Arch-conservative and smartest-guy-in-the-room William F. Buckley Jr gave me a moving and insightful testament into the nature of faith in Nearer, My God.

One of the best books I read this year was Paperback Confidential, which studied writers active in the original paperback market in the mid-century.

Another highlight for me was Rin Tin Tin: The Life and the Legend, in which a German Shepherd puppy is found in the midst of battle by the right person at the right save them both.

I've always had a love for the Greek legends, so I was glad to accompany Ernle Bradford as he trekked about the Mediterranean in search of crafty Ulysses.

It's back to London's good old bad old days with The Victorian Underworld, and, again, it's disconcerting to see how much like our own world theirs was.

Also disconcerting was Pam Funke's fictional look on the Apocalypse and the Anti-Christ in her series of books, of which The World at War is the second.

The Memory of the Blood was just one of the several Bryant & May books I read this year. The two detectives are even older than me, and always present hidden aspects of London.

Although I enjoy my foreign detectives, nothing beats The American Private Eye, and in this book the author takes a close look at all the major ones, and most of the smaller important ones.

Because I enjoyed the Nero Wolfe books as written by Rex Stout so much, I made a concerted effort to steer clear of the series as carried on by Robert Goldsborough. However, when he wrote Archie Meets Nero Wolfe I just could not help myself...and I was not disappointed.

The Country Diary of an Edwardian Lady has to be one of the most beautiful books I have ever read, with its lovingly detailed paintings of the flora and fauna or a year in the country.

I can't let a year go by without reading one of Clive Cussler's adventure novels, and 2013 was no different. Of the several I read, Crescent Dawn was one of the most thrilling.

Of all the mystery series set in the UK, one of the most endearing is MC Beaton's tales of Hamish Macbeth, a copper in the Scottish Highlands. In addition to the usual cast of characters, we have in Death of a Kingfisher two lovely children who make the "Bad Seed" look like a girl scout. Creepy.

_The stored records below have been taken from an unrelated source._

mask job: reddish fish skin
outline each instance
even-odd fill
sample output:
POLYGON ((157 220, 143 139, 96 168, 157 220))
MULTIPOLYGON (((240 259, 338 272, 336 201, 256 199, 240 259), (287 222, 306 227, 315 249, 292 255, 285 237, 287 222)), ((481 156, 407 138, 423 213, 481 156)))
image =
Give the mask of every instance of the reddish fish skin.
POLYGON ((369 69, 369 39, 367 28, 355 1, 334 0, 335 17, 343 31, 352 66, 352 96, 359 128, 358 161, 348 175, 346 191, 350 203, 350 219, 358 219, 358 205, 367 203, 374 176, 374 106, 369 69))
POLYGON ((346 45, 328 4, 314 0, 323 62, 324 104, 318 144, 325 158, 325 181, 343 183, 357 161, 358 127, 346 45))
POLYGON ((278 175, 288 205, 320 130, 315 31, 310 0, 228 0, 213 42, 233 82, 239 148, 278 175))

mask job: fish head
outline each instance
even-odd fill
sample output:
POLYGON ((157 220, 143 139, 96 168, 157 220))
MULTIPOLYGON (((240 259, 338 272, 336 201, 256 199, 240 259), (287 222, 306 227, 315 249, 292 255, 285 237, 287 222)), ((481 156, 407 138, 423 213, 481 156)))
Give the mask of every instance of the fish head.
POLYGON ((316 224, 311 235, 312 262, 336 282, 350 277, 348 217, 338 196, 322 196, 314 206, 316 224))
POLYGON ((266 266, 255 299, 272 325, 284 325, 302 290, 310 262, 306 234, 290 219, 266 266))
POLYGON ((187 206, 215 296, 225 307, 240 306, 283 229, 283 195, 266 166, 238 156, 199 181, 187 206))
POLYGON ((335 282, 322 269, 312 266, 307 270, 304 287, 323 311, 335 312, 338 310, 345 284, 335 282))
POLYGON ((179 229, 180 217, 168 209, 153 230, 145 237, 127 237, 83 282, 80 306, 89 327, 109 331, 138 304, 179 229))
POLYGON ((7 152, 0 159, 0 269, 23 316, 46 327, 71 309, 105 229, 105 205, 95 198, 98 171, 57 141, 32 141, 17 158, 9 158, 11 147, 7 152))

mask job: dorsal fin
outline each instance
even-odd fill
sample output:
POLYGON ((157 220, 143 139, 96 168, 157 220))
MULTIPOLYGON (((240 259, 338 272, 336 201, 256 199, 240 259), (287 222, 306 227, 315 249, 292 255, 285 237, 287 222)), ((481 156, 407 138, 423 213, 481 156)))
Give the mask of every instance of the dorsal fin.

I really can't let a year go by without finding some sleazy paperback I've never read before. While Fatal in Furs was not the sleaziest paperback of 2013 for me, it was still very satisfying.

The French has their own way of writing crime novels, especially when the Frenchman involved is from Italy. This book had crime, treachery, the Vatican and the Mob...who could ask for more?

This year saw a big return to the pulps for me. Stories which have been lost for decades are now finding new life, most because of the technology of print-on-demand which makes it economical to have a print run of even a single book. Lester Dent's stories involving airships and H. Bedford-Jones' tales of two adventurers in the Orient were just two of my forays into pulp fiction this year.

 And I finally got around to reading Zane Grey's The Rainbow Trail, sequel to his very famous Riders of the Purple Sage. Though out of step with modern styles and sensibilities, I enjoyed this western romance very much, and it was just one of several westerns for me this year.

It seems I cannot go a year without reading something connected to Sherlock Holmes, and of the SH books for 2013, Resurrected Holmes was certainly the most unusual. The idea behind the anthology was that notes for stories never written by Watson were given to other famous writers. The results range from perceptive to comic to bizarre. Most enjoyable!

The only disappointment in this anthology is that there were no noir stories set in my Chula Vista. Other than that, an admirable entry in the long-running series of geographically themed noir.

I only knew Donald Keyhoe through his popular writings about UFO's, so I was very surprised to find out he was a very prolific writer during the pulp era. These books were very enjoyable and revealed very strange aspects to the Great War.

In The Island of Lost Maps, we find a terrible sort of criminal, terrible at least to bibliophiles, for it centers on those who travel from library to library, ripping maps from rare books to sell to collectors.

Certainly not all the books I read in 2013, or even a fair representation, but just a few of the books I enjoyed most. And quite a few of them made their way to me through the Good Reads website in the form of suggestions made because of others books I read. If you don't already belong, you might want to consider it. It has suggestions, forums, giveaways...but more than that, it's fun.